Dans son hommage rendu à Lewis Carroll, Lacan déclare : « Seule la psychanalyse éclaire la portée d’objet absolu que peut prendre la petite fille » et ajoute « elle incarne une entité négative »[6]. Le moins la définit. Pas sans lien, Lacan, commentant le tableau des Ménines de Velasquez, indiquera : « l’Infante, la petite fille, la girl, en tant que phallus qui est ceci aussi bien, que tout à l’heure je vous ai désigné comme la fente »[7]. Finalement « Les petites filles ne sont plus seulement des images de la sagesse à éduquer pour rencontrer un mari, Alice est subversive et plus contemporaine que Cosette. Alice cause. Elle interroge les impasses de la logique. Elle ne se laisse pas réduire à l’image qui la représente donc le phallus »[8].

Objet absolu, Alice – fillette de fiction – nous dit son éprouvé. À la jouissance infinie s’accorde l’objet érotomaniaque, objet « qui a la forme de l’Autre barré, […] l’Autre qui parle »[9]. La jouissance féminine a deux faces celle du corps et celle de la parole. Si la jouissance féminine est la jouissance comme telle, alors l’être parlant, la fillette qui cause comme Alice, s’inscrit du côté de l’objet a, réel de la jouissance. Ainsi le personnage d’Alice est-ce « l’effet de réel dans la fiction »[10]

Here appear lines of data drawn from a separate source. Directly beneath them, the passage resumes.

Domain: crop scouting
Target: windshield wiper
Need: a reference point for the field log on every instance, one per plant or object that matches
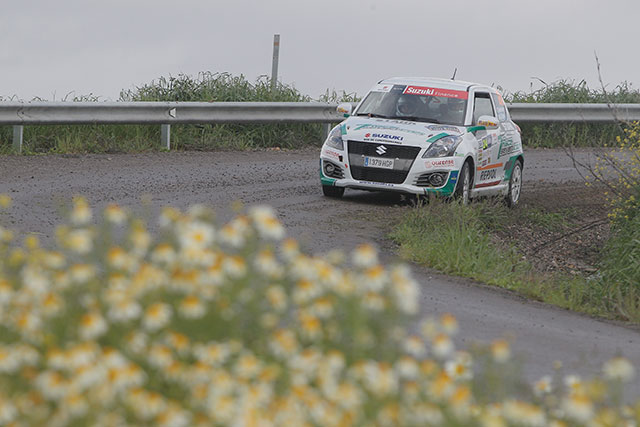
(377, 116)
(416, 119)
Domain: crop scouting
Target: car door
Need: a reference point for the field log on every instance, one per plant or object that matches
(489, 169)
(508, 137)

[1] Lacan J., Le Séminaire, livre XIX, …Ou pire, Paris, Seuil, 2011, p. 15-16.

[2] Roy D., «Être sexué», Zappeur, publié le 1/06/2020 sur le site de l’institut de l’enfant.

[3] Miller J.-A., « Cours d’orientation lacanienne. De la nature des semblants », enseignement prononcé dans le cadre du département de l’université Paris 8, cours du 12 février 1992, inédit.

[4] Miller J.-A., « L’enfant et l’objet », La petite girafe, n°18, 2004, p. 7.

[5] Haberberg G., Leclerc-Razavet E., Winterbert D., Père-version et consentement, Harmattan, 2020.

[6] Lacan J., « Hommage rendu à Lewis Carroll », Ornicar ?, no50, 2002, p. 9.

[7] Lacan J., Le Séminaire, livre XIII, « L’objet en psychanalyse », leçon du 25 mai 1966, inédit.

[8] Sophie Marret-Maleval, interviewée par Anne-Cécile Le Cornec, disponible en ligne : https://institut-enfant.fr/zateliers-videos/

[9] Miller J.-A. « Un répartitoire sexuel », La Cause freudienne, no40, 1999 p. 18.

[10] Miller J.-A., « La jouissance féminine n’est-elle pas la jouissance comme telle ? », Quarto, no122, 2019, p. 13.